In diesem Teil erzeuge ich das Stripes-Array, in welchem ich angebe, wieviele Stripes es gibt und wieviel Vertices in einem Stripe sind. Eine Farbe wird auch noch definiert pro Stripe (ist jedoch hier immer Weiß). Der Schluss sollte dann klar sein.

Ich hoffe, die Erklärungen waren soweit verständlich.


Grüße Florian


----------



## Florianer (17. Dez 2007)

Hi,
ich hab mir das mal grad angeschaut, aber mir ist noch nicht so ganz klar, wo dein Problem liegt. Du beschreibst ja schon mal recht gut, was du wie und warum machst. Das Einzige, was mich jetzt ein wenig stutzig macht, ist folgendes:


			
				Florian Kalisch hat gesagt.:
			
		

> Generell: In meinem Programm lass ich das TriangleStripArray rotieren (um die y-achse), so dass ich es von beiden Seiten betrachten kann.

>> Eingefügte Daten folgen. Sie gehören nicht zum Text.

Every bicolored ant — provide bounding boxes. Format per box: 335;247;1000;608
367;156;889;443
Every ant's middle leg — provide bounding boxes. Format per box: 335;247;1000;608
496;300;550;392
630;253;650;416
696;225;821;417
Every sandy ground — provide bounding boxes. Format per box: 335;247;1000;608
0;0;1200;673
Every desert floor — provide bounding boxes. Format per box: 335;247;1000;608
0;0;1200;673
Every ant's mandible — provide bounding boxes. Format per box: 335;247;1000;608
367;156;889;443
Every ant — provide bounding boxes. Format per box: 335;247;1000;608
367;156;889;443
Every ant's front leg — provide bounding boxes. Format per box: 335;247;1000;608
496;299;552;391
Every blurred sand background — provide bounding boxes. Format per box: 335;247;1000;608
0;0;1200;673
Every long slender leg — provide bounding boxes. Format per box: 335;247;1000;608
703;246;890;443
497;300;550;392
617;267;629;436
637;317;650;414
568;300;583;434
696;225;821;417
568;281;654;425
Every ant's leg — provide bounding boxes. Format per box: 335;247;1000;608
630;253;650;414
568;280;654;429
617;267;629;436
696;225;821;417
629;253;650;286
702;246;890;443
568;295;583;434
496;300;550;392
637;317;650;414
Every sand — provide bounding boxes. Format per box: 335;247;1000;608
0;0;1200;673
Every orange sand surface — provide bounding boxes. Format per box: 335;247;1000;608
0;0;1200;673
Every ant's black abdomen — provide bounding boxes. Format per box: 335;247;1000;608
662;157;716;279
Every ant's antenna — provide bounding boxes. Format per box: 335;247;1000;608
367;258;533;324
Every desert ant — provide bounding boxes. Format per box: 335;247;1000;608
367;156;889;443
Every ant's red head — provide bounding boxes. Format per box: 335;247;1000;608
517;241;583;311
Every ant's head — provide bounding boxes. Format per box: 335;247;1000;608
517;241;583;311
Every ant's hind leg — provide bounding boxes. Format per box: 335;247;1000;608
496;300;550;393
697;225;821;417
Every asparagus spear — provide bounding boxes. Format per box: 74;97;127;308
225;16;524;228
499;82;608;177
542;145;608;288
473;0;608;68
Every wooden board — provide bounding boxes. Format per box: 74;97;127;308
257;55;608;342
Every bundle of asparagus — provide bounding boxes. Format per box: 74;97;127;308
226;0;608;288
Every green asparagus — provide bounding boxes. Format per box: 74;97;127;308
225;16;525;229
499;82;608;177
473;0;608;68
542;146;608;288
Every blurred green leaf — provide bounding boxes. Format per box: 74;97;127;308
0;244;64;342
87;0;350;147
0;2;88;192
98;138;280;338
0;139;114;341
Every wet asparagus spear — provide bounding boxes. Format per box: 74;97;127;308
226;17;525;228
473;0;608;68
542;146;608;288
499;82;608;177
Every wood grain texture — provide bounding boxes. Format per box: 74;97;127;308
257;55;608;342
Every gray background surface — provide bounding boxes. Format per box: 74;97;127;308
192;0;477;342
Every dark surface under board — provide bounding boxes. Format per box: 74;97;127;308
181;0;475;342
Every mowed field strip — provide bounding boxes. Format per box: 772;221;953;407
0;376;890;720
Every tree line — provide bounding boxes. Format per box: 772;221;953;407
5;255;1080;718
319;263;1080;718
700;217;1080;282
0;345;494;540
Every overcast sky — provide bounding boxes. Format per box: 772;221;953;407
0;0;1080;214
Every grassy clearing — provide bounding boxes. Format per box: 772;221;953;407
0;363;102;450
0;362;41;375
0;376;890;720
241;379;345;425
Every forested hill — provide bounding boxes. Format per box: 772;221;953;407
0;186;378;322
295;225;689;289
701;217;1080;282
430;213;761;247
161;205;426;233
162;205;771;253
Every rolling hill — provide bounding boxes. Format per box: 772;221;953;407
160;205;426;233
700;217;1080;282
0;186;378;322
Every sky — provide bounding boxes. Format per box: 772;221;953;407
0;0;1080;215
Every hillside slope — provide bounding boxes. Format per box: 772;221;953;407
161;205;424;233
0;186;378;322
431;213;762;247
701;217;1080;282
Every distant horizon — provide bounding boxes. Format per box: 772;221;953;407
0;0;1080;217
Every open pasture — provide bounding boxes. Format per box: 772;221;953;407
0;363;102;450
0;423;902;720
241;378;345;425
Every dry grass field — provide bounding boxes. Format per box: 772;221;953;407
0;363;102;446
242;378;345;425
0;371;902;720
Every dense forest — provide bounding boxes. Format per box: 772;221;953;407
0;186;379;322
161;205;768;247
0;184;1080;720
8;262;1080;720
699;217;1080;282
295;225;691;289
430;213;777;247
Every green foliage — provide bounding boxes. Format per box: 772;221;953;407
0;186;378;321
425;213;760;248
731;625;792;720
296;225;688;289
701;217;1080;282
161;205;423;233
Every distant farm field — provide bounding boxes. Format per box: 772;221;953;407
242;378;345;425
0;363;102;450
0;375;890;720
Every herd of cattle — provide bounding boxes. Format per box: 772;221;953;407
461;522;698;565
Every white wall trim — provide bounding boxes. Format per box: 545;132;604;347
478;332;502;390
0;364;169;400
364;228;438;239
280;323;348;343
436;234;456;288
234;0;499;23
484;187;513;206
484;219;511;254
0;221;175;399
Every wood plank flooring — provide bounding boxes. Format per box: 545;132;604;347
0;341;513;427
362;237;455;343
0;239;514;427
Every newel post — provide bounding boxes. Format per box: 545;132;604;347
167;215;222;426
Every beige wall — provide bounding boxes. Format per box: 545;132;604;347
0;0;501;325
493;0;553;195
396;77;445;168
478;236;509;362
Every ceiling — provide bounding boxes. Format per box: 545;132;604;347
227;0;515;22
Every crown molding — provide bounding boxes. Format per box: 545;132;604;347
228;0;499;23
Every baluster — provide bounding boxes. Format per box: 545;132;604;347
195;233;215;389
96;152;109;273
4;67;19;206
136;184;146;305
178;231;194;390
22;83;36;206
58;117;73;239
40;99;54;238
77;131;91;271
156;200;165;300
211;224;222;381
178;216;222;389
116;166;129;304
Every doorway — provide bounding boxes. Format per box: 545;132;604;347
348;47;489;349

Ist dein Problem also, dass du 'den Teppich' nur von einer Seite siehst? Falls du das meinst, mit "nur ein Teil sichtbar", liegt das wohl daran, dass du keine Unterseite hast. Du kannst von einer Seite auf die Oberfläche schauen und siehst deine Dreiecke, schaust du allerdings von hinten, ist das Ding wie ein Semi-Spiegel. Du kannst durchschauen. In dem Fall müsstest du glaub die Normalen rum drehen und ein zweites Gitter machen (mag sein, dass man das auch noch anders lösen kann.) War es das, was du meintest?!

Gruß
Florian


----------



## Florian Kalisch (17. Dez 2007)

Hallo Florian ;-)

Ok, Du hast Recht, ich sollte genauer beschreiben, wo das Problem genau liegt.
Also zuerst mal:



> Generell: In meinem Programm lass ich das TriangleStripArray rotieren (um die y-achse), so dass ich es von beiden Seiten betrachten kann.



Damit meinte ich nur, dass ich das Ganze rotieren lasse um sicher zu gehen, dass ich überhaupt etwas sehe!
Darin liegt es aber glaub ich nicht.

Das Problem, was ich habe ist, dass das TriangleStripArray nicht komplett angezeigt wird.
Meine definierte Höhe ist in dem Beispiel 7, also müssten 6 Stripes angezeigt werden, aber es wird nur ein Stripe angezeigt und das verstehe ich nicht ganz. Gut, der Stripe wird sogar gar nicht ganz komplett angezeigt.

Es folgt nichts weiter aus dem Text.